Царь уже не отвечал на эти письма. Много горькой и страшной правды было в них. Не мог не признать этого и сам царь. По временам укоры совести терзали его; сознание озаряло его больную душу, и он становился тогда страшен самому себе. Беспорядочная жизнь, полная тревог и разгула, преждевременно состарила Иоанна: сорока лет с небольшим он смотрел уже стариком. В 1572 году, томимый предчувствием смерти или гибели от врагов, он написал завещание своим сыновьям. Здесь находим между прочим такие строки: «Ум мой покрылся струпьями, тело изнемогло, телесные и духовные струпья умножились, и нет врача, который исцелил бы меня… Хотя я еще и жив, но Богу своими скаредными делами я смраднее мертвеца… Всех людей от Адама и до сего дня я превзошел беззакониями — потому я всеми и ненавидим»…
После вступления Иоанн дает наставление сыновьям, как жить. Прежде всего, советует научиться, как веровать и как Богу угодить и твердо держаться православной веры, хотя бы пришлось за это пострадать до смерти. Затем, по словам завещания, надо научиться, как людей держать и жаловать, как от них беречься, как их привязывать к себе; надо также освоиться со всяким делом, священническим, иноческим, ратным, судейским, со всяким житейским обиходом, разузнавать, какие порядки ведутся здесь, какие в иных государствах, как кто живет и как кому пригоже быть. «Если все это будете знать, — говорит Иоанн, — то не вам будут люди указывать, а вы людям…». Особенно любопытны в завещании следующие советы сыновьям: «Людей, которые вам прямо служат, вы бы жаловали, любили и берегли… а которые лихи, и вы бы на тех опалы клали не вскоре, а по рассуждению, не яростью», а далее приводятся следующие слова: «Подобает царю три сия вещи имети: яко Богу не гневатися и яко смертну не возноситися и долготерпеливу быти к согрешающим».

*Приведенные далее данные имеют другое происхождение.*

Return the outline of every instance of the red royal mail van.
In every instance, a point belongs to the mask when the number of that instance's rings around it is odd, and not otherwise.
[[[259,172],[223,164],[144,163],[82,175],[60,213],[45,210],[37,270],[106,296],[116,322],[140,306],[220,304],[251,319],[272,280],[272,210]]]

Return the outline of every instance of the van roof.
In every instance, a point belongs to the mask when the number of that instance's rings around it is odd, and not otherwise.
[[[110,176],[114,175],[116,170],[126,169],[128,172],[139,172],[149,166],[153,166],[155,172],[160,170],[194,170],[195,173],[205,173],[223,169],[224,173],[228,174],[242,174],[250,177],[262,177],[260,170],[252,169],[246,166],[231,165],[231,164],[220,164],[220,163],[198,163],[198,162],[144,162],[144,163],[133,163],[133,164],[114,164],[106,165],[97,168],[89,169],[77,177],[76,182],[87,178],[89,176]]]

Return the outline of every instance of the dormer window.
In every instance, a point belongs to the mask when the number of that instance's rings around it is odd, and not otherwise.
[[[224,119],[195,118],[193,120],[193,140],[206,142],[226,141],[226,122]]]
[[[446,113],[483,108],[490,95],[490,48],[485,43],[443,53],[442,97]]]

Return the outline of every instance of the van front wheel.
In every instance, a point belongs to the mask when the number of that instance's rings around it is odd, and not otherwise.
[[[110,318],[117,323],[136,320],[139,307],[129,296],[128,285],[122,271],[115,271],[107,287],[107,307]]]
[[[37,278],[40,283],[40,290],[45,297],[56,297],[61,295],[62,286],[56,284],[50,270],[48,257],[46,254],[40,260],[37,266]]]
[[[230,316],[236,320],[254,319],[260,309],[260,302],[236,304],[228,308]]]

Из этого замечательного завещания ясно видно, как по временам мучили Иоанна угрызения совести и как ясно мог он сознавать высокие царские обязанности; но дурные страсти заглушали ум его; он более следовал своему сердцу, испорченному с детства, чем уму…
Воли подчинить свои чувства разуму у него не хватало. Это и было главным его несчастьем. Угрызения совести и раскаяние, по-видимому, казались ему иногда малодушием, и тогда свирепость его проявлялась в новой силе. По временам он падал духом, всякие беды и невзгоды так удручали его, что он думал покинуть престол и постричься в монахи. В своем послании в Кирилло-Белозерский монастырь он между прочим говорил: «И мнится мне, окаянному, что я уже наполовину чернец, и хотя еще не отстал от всякого мирского мятежа, но уже ношу на себе благословение рукоположения ангельского образа», и затем сетует, что монастырские нравы сильно изменяются к худшему, и высказывает такие мысли о строгости иноческого жития, что ясно видно, как он сильно задумывался над этим вопросом. Раз даже явилась у него странная затея: он нарек «великим князем всея Руси» крещеного татарского царя Симеона Бекбулатовича (1574 год) и вручил ему управление всей земщиной, а сам наравне с подданными, называя себя лишь московским князем, писал челобитные Симеону в таком, например, виде: «Государю, великому князю Симеону Бекбулатовичу, Иванец Васильев со своими детишками с Иванцем да с Федорцем челом бьют. Государь, смилуйся, пожалуй…» и так далее.
Словно хотелось Иоанну испробовать, сможет ли он снизойти со своей царственной высоты на степень подданного… (Впрочем, затея эта продолжалась недолго: через два года Иоанн сослал «великого князя всея Руси» в Тверь.) Порой страх опасности так обуревал его, что он боялся быть даже при своем войске, опасаясь, чтобы свои же воеводы не изменили, не выдали его врагам (изменники, приведшие крымского хана на Москву, были памятны ему). Он даже вел тайные переговоры с английским двором, прося убежища в Англии в случае большой опасности ему и семье его. Все это показывает, как полна тревог была его жизнь.